Miss Elizabeth pretended to glare at her elder sister.

“I was thirteen.” She laughed gaily, and then added, “I will say, in my own defence, that Lydia was not yet eight and required an activity, preferably away from the house. My poor parents and her nurse were nearing distraction, for Lydia was a very busy child.”

“Not unlike someone else I know,” Miss Bennet said with a fond sort of affection.

In Darcy’s world, such spontaneous creativity was often viewed with suspicion, as though genuine feeling was somehow unseemly. Yet here sat Miss Elizabeth, completely unashamed of her capacity for joy, and somehow managing to make everyone around her feel unashamed too.

The realisation troubled him almost as much as it pleased him. When had he become so starved of authentic feeling that a simple anecdote about a dog in a child’s dress and cap could affect him so profoundly?

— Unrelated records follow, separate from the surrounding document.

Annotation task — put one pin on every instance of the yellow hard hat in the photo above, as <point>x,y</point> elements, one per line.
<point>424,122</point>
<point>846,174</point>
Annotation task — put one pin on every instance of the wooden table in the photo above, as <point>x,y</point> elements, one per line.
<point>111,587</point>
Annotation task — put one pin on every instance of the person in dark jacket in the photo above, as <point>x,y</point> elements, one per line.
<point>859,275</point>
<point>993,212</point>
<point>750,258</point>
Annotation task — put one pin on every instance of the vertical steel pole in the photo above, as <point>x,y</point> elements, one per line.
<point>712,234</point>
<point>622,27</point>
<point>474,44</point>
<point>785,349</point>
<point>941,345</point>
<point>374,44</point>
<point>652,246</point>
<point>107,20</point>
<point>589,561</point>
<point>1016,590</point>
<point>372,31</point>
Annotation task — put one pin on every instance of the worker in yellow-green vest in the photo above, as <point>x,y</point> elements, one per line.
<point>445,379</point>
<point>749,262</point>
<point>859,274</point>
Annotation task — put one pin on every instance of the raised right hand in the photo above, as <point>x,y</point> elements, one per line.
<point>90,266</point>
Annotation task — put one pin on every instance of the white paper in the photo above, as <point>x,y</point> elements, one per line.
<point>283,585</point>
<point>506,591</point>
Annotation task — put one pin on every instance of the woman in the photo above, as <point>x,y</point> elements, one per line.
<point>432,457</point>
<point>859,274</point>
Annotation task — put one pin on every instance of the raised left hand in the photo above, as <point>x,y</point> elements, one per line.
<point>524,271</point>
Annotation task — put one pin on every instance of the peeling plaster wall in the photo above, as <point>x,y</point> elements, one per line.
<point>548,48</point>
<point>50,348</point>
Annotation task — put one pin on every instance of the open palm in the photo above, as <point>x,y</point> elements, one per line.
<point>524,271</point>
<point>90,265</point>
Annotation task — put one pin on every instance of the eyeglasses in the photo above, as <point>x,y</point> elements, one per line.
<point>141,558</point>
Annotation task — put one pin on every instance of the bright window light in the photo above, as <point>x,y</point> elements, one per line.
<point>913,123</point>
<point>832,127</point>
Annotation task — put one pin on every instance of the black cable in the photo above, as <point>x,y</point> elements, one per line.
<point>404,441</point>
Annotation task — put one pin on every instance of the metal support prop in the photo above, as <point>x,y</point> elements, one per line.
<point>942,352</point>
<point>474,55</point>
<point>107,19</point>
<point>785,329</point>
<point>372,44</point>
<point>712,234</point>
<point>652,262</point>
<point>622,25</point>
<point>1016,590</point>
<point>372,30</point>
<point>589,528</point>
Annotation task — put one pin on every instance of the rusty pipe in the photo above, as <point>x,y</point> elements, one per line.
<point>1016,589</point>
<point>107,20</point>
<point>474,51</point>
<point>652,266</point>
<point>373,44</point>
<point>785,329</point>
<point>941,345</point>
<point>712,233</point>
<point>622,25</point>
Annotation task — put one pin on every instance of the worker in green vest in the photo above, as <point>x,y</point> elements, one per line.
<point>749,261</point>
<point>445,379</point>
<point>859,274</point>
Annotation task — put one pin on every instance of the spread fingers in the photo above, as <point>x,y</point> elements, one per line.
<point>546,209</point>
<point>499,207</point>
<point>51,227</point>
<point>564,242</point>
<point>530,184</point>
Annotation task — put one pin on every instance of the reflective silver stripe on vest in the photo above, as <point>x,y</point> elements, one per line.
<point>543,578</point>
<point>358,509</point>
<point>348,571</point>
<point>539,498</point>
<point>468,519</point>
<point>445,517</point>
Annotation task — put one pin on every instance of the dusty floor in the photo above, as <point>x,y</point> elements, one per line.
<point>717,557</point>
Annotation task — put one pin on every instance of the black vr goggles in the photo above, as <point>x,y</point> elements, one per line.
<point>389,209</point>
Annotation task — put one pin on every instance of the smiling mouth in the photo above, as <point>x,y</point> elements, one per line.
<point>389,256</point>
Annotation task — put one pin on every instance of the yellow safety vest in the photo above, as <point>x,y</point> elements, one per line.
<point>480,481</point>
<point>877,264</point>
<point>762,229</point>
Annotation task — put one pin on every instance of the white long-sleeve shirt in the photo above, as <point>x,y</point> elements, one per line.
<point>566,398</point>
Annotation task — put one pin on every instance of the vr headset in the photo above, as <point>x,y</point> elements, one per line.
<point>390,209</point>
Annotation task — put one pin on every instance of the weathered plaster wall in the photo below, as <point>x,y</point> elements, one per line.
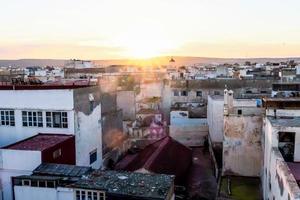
<point>88,128</point>
<point>242,150</point>
<point>126,102</point>
<point>215,118</point>
<point>281,182</point>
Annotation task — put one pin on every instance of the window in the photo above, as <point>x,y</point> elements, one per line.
<point>57,119</point>
<point>286,145</point>
<point>50,184</point>
<point>176,93</point>
<point>32,118</point>
<point>93,156</point>
<point>26,182</point>
<point>239,111</point>
<point>56,153</point>
<point>184,93</point>
<point>7,117</point>
<point>216,92</point>
<point>42,183</point>
<point>89,195</point>
<point>199,93</point>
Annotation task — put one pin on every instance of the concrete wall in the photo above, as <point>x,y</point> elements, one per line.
<point>88,126</point>
<point>126,102</point>
<point>189,135</point>
<point>278,181</point>
<point>242,150</point>
<point>34,193</point>
<point>215,118</point>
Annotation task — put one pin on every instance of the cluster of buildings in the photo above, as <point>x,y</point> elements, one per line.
<point>165,132</point>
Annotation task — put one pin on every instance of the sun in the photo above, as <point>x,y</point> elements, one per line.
<point>145,42</point>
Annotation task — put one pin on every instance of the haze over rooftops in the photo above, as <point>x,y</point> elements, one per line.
<point>39,142</point>
<point>73,84</point>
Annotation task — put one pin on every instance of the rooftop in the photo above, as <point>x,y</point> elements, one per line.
<point>165,156</point>
<point>148,111</point>
<point>73,84</point>
<point>49,169</point>
<point>128,183</point>
<point>39,142</point>
<point>285,121</point>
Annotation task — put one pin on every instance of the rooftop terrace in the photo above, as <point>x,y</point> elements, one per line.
<point>39,142</point>
<point>125,183</point>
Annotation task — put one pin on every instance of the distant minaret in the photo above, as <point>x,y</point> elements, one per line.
<point>172,63</point>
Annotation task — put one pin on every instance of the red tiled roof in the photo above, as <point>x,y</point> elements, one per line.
<point>46,86</point>
<point>165,156</point>
<point>39,142</point>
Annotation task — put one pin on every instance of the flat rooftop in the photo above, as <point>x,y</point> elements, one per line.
<point>139,185</point>
<point>62,170</point>
<point>285,121</point>
<point>217,97</point>
<point>47,86</point>
<point>39,142</point>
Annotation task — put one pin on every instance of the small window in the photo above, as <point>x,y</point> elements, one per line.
<point>56,153</point>
<point>216,92</point>
<point>26,183</point>
<point>93,156</point>
<point>239,111</point>
<point>32,119</point>
<point>176,93</point>
<point>184,93</point>
<point>50,184</point>
<point>7,118</point>
<point>199,93</point>
<point>42,184</point>
<point>34,183</point>
<point>57,119</point>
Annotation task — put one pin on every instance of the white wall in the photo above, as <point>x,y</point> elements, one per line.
<point>88,137</point>
<point>215,119</point>
<point>35,193</point>
<point>35,100</point>
<point>12,134</point>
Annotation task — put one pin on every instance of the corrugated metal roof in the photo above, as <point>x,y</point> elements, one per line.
<point>50,169</point>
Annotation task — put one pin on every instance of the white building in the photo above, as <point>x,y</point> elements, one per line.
<point>58,109</point>
<point>23,157</point>
<point>280,175</point>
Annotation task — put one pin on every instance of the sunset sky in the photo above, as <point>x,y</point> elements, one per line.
<point>113,29</point>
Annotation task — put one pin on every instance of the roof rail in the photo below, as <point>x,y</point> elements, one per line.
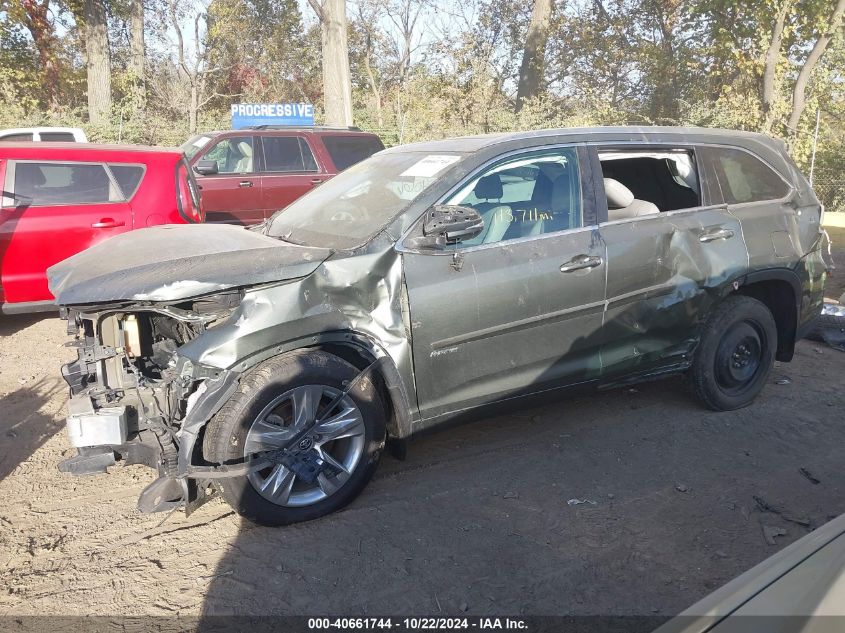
<point>300,127</point>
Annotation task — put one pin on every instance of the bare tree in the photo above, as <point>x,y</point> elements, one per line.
<point>337,82</point>
<point>94,28</point>
<point>136,50</point>
<point>799,92</point>
<point>533,56</point>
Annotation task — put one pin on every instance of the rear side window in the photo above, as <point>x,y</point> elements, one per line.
<point>287,154</point>
<point>128,177</point>
<point>38,184</point>
<point>348,150</point>
<point>744,178</point>
<point>59,137</point>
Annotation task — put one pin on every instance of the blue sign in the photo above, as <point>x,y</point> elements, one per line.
<point>294,114</point>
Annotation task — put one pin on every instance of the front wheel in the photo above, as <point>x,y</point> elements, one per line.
<point>322,447</point>
<point>735,354</point>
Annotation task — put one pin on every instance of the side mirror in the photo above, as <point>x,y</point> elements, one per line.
<point>206,167</point>
<point>448,224</point>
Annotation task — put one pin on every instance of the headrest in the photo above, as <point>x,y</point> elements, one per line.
<point>618,195</point>
<point>489,187</point>
<point>561,190</point>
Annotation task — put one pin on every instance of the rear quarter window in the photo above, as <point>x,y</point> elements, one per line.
<point>128,177</point>
<point>742,177</point>
<point>47,184</point>
<point>348,150</point>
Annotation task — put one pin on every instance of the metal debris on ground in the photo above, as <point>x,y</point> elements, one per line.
<point>809,476</point>
<point>578,502</point>
<point>770,532</point>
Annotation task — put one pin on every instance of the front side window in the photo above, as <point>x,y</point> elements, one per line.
<point>128,177</point>
<point>37,184</point>
<point>233,155</point>
<point>744,178</point>
<point>530,195</point>
<point>287,154</point>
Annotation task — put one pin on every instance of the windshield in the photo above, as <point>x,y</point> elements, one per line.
<point>194,145</point>
<point>352,207</point>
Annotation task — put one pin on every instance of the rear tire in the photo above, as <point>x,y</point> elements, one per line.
<point>262,414</point>
<point>735,354</point>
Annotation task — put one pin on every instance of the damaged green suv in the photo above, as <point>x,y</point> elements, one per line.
<point>427,283</point>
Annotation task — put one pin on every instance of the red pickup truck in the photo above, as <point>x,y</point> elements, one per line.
<point>246,175</point>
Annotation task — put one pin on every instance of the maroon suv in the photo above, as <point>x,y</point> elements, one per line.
<point>247,175</point>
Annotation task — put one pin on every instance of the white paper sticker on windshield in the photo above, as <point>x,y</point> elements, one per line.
<point>430,166</point>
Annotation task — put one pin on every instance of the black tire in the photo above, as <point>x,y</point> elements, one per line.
<point>735,354</point>
<point>226,432</point>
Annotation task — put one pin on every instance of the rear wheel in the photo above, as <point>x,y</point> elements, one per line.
<point>322,446</point>
<point>735,355</point>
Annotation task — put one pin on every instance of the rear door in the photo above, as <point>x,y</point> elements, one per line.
<point>52,210</point>
<point>233,194</point>
<point>288,170</point>
<point>664,267</point>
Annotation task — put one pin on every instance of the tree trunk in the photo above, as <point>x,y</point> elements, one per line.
<point>767,91</point>
<point>136,51</point>
<point>37,21</point>
<point>799,92</point>
<point>533,56</point>
<point>337,83</point>
<point>95,33</point>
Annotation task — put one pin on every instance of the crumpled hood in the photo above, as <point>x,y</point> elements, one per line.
<point>177,262</point>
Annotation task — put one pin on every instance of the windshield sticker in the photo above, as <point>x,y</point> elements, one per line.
<point>430,166</point>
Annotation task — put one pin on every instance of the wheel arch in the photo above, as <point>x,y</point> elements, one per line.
<point>779,289</point>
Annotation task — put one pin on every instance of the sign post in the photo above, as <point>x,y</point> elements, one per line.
<point>292,114</point>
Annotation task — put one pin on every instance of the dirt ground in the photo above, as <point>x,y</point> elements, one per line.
<point>480,519</point>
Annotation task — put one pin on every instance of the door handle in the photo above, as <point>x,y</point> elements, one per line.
<point>107,223</point>
<point>712,236</point>
<point>581,262</point>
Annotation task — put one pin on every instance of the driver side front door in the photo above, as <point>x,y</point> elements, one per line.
<point>517,310</point>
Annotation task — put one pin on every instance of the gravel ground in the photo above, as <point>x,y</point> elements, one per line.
<point>635,501</point>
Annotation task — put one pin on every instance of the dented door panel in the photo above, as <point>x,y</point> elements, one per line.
<point>664,272</point>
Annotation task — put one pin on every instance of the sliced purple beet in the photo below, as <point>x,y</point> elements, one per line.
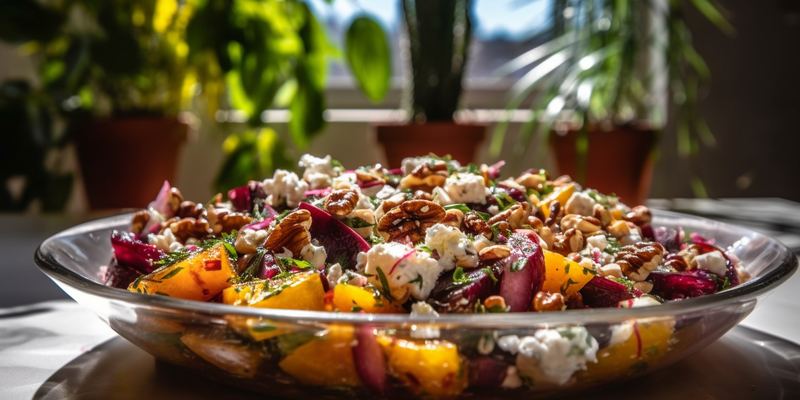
<point>603,293</point>
<point>369,359</point>
<point>117,276</point>
<point>268,267</point>
<point>240,199</point>
<point>447,296</point>
<point>161,203</point>
<point>132,253</point>
<point>668,237</point>
<point>523,273</point>
<point>679,286</point>
<point>486,372</point>
<point>341,242</point>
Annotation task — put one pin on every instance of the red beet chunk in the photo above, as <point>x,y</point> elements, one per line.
<point>603,293</point>
<point>523,273</point>
<point>369,360</point>
<point>486,372</point>
<point>132,253</point>
<point>679,286</point>
<point>341,242</point>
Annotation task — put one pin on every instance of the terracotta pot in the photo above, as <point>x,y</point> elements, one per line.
<point>125,161</point>
<point>441,138</point>
<point>619,161</point>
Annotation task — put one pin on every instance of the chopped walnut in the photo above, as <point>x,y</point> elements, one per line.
<point>410,220</point>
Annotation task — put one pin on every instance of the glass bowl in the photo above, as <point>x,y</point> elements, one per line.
<point>299,354</point>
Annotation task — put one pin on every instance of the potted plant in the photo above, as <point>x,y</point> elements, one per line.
<point>114,70</point>
<point>439,34</point>
<point>594,85</point>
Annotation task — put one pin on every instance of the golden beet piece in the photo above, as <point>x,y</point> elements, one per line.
<point>199,277</point>
<point>327,360</point>
<point>301,291</point>
<point>426,366</point>
<point>348,297</point>
<point>564,276</point>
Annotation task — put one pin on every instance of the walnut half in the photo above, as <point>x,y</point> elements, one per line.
<point>410,219</point>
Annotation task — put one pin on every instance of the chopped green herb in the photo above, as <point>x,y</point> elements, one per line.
<point>519,265</point>
<point>385,284</point>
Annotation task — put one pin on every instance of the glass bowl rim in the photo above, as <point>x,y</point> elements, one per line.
<point>747,291</point>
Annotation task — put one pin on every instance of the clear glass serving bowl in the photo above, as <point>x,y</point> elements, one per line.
<point>299,354</point>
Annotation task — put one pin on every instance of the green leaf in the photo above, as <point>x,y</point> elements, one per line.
<point>369,57</point>
<point>715,16</point>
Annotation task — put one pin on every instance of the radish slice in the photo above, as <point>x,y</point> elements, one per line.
<point>523,273</point>
<point>341,242</point>
<point>369,359</point>
<point>161,203</point>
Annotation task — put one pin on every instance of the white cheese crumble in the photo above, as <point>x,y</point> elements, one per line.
<point>284,187</point>
<point>318,171</point>
<point>580,203</point>
<point>551,356</point>
<point>712,261</point>
<point>248,240</point>
<point>415,274</point>
<point>466,188</point>
<point>453,247</point>
<point>314,254</point>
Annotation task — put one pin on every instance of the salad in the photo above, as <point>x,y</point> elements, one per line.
<point>430,237</point>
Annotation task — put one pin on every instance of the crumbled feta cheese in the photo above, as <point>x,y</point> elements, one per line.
<point>509,344</point>
<point>286,187</point>
<point>580,203</point>
<point>314,254</point>
<point>620,333</point>
<point>166,241</point>
<point>512,379</point>
<point>551,356</point>
<point>424,331</point>
<point>347,180</point>
<point>712,261</point>
<point>400,270</point>
<point>453,247</point>
<point>466,188</point>
<point>318,171</point>
<point>248,240</point>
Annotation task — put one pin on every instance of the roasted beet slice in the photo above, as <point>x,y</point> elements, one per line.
<point>486,372</point>
<point>523,273</point>
<point>369,359</point>
<point>602,293</point>
<point>117,276</point>
<point>448,296</point>
<point>341,242</point>
<point>679,286</point>
<point>240,199</point>
<point>132,253</point>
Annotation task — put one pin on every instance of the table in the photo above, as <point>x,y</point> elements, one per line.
<point>38,339</point>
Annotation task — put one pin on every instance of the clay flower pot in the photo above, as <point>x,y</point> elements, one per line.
<point>399,141</point>
<point>619,161</point>
<point>125,161</point>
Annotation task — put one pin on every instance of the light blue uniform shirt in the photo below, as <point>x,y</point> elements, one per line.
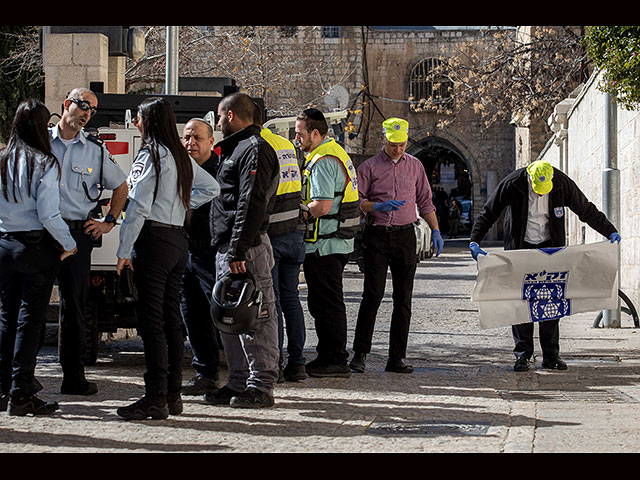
<point>167,207</point>
<point>40,209</point>
<point>327,178</point>
<point>82,161</point>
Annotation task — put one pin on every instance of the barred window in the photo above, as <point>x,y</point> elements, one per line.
<point>428,83</point>
<point>331,32</point>
<point>288,31</point>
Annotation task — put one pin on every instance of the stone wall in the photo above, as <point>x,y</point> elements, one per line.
<point>582,155</point>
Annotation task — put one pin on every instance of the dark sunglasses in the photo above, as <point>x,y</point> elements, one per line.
<point>84,105</point>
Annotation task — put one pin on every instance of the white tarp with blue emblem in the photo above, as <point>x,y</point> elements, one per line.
<point>520,286</point>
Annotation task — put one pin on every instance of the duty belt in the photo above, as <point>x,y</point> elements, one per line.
<point>75,224</point>
<point>153,223</point>
<point>390,228</point>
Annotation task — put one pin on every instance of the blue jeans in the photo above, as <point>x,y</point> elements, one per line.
<point>197,284</point>
<point>288,254</point>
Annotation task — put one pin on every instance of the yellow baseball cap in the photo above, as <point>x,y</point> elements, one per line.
<point>396,130</point>
<point>541,174</point>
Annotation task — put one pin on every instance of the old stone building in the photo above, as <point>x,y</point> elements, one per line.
<point>464,157</point>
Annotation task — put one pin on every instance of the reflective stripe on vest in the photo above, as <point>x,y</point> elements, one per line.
<point>348,215</point>
<point>286,210</point>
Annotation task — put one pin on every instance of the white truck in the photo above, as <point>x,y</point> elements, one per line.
<point>108,309</point>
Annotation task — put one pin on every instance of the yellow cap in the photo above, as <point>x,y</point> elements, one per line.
<point>396,130</point>
<point>541,173</point>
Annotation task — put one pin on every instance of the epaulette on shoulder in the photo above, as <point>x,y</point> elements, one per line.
<point>95,139</point>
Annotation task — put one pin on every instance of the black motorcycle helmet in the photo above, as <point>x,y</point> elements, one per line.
<point>236,302</point>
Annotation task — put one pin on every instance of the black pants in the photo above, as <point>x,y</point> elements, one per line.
<point>383,250</point>
<point>197,284</point>
<point>28,267</point>
<point>73,283</point>
<point>325,300</point>
<point>159,260</point>
<point>549,331</point>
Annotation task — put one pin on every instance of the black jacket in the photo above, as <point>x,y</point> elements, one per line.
<point>248,178</point>
<point>512,195</point>
<point>197,224</point>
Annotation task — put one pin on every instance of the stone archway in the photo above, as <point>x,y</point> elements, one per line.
<point>449,172</point>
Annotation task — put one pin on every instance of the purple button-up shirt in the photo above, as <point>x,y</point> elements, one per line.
<point>380,179</point>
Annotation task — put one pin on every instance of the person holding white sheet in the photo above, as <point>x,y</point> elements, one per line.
<point>535,198</point>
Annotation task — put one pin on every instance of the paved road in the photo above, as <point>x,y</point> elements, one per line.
<point>463,396</point>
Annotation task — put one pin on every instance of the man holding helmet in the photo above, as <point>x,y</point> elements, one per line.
<point>248,178</point>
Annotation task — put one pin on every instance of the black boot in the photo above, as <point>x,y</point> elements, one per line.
<point>30,404</point>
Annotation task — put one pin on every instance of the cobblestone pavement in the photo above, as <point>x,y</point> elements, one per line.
<point>462,397</point>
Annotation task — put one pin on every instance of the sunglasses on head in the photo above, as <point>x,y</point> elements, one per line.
<point>84,105</point>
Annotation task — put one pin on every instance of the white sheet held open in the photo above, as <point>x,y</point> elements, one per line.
<point>520,286</point>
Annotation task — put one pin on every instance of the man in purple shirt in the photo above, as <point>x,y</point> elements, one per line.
<point>393,189</point>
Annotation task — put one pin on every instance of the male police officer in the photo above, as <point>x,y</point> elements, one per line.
<point>87,170</point>
<point>200,275</point>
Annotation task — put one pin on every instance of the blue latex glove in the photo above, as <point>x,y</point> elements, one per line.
<point>476,250</point>
<point>437,241</point>
<point>388,206</point>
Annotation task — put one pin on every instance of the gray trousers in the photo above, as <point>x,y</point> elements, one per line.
<point>252,358</point>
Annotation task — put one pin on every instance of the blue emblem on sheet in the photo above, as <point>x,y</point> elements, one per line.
<point>545,292</point>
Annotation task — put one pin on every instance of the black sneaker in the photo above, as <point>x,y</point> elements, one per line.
<point>199,385</point>
<point>398,366</point>
<point>145,408</point>
<point>252,398</point>
<point>521,365</point>
<point>294,373</point>
<point>174,403</point>
<point>222,396</point>
<point>80,388</point>
<point>358,362</point>
<point>331,370</point>
<point>554,364</point>
<point>30,405</point>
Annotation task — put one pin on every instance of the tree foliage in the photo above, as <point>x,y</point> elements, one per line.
<point>510,74</point>
<point>20,72</point>
<point>615,50</point>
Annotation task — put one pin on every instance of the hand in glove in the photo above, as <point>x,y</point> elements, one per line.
<point>388,206</point>
<point>476,250</point>
<point>437,241</point>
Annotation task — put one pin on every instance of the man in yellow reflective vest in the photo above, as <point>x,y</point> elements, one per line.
<point>287,242</point>
<point>331,210</point>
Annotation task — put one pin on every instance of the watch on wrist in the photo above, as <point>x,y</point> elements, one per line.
<point>111,219</point>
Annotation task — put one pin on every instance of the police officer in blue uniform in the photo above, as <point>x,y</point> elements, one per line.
<point>33,240</point>
<point>200,274</point>
<point>164,184</point>
<point>86,170</point>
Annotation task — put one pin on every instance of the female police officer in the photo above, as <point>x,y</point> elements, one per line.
<point>32,236</point>
<point>164,184</point>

As the evening drew to its natural close, Darcy found himself reluctant to see it end.

He watched Miss Elizabeth answer something Mrs. Hurst said and acknowledged again with a mixture of resignation and wonder that his carefully ordered world had shifted so completely on its axis.

Whatever defences he had once thought to erect against Miss Elizabeth had proven woefully inadequate against this woman, who could find equal delight in Cicero's syntax and a dog dressed in a gown, who possessed the rare gift of making others feel that such delight was not merely permissible, but essential.